SDTM is "two-dimensional", "table" thinking. There are relations, but these are only
described in a PDF (the "Implementation Guide"). Simple examples are that the
value of USUBJID in each non-DM dataset must also appear in DM. Or that DM-RFXSTDTC
is the first record for that subject in either EX or EC. And –DY variables
should not be in a "relational" SDTM at all as they can be derived "on the
fly".
It is much
better when relationships between objects are explicit, as is e.g. in FHIR
(references between resources), and of
course in "linked data" where they are at the core of the model. For the
transport format, FHIR supports as well XML, JSON as well as Turtle. An example
of the Patient resource in Turtle can be found here.
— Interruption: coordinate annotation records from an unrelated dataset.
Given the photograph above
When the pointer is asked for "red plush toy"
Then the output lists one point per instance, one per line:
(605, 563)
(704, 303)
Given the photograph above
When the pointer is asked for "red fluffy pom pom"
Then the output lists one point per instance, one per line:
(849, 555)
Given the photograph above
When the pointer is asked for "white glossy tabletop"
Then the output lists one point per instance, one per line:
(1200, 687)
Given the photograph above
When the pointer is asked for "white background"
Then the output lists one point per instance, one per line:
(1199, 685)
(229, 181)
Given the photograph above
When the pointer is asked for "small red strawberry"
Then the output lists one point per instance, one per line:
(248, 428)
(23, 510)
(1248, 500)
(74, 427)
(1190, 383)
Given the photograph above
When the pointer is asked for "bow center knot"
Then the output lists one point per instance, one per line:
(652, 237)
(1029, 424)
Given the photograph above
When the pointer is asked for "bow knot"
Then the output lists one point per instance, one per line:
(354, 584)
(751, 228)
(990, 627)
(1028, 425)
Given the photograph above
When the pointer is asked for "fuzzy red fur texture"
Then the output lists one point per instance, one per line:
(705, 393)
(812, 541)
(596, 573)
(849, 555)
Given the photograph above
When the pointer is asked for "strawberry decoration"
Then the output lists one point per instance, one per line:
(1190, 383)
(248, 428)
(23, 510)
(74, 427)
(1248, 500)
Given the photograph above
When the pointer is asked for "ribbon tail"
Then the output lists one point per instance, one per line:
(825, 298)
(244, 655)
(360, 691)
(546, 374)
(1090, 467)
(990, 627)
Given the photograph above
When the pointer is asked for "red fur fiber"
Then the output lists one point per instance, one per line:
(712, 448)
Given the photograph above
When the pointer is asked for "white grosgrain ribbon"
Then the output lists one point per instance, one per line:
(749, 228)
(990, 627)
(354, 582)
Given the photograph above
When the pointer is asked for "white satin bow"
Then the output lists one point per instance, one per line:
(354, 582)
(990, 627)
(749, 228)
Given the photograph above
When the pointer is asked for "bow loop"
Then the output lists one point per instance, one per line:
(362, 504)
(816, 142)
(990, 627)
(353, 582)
Implementations are supposed to support at least XML and JSON (most do). For
SDTM, the FDA only support … XPT. Essentially, FDA should be able to accept as
well XPT (as a legacy format), XML and JSON. If a normal hospital information
system can accept multiple formats, why shouldn’t the FDA?
But, and is
where Tim is right (although unfortunate expressed), on the longer term, "linked data" for submissions will probably the right choice, especially when
more and more data do not come from CRFs anymore, but do come from a variety of
sources, including EHRs, devices, etc., which encourages the use of "biomedicalconcepts" (BCs). FHIR is essentially
already "linked data", but organized a bit different than using "triples". A
LOINC code already essentially represents a BC anyway.
Essentially,
whether "linked data" is transported using the format of Notation3, JSON or
XML, I do not really care, as long as the format does not limit us what we can
transport. So the question "XML or Linked Data" is not a correct one. The
question should be "SDTM or Linked Data".
It will not
be easy to get rid of SDTM. It has been a huge success, as there was nothing
before SDTM. The merits of SDTM are that it took care that, for the first time
in clinical research history, clinical data was submitted in a standardized
(semantic) way. Unfortunately, in the last 10 years, first principles were left
for "ease of review", deteriorating the model itself. The fact that ever more
domains were added and some variables (like –CAT) have been abused fordifferent kinds of purposes doesn’t make it better of course. However, moving from XPT to XML format for
SDTM submissions would at least solve some of the major problems of XPT, for
the time that SDTM still exists and is still required by the FDA. We cannot
wait another 10 years before the FDA even starts thinking about "linked data".
On the
longer term, moving to "linked data", also for submissions, is surely a good
idea, but can then still use RDF-XML, JSON or Notation3 or any other format
for transporting data between A and B.
But honestly,
will we still need "files" with "formatted" information for submissions in the
future? Or can reviewers start doing reviews long before the last data point is
collected, using machine-machine communication as described in the blog "The 0.5MB submission"?
Such an approach could save the lives of ten-thousands of patients each year,
by making new therapies available considerably earlier.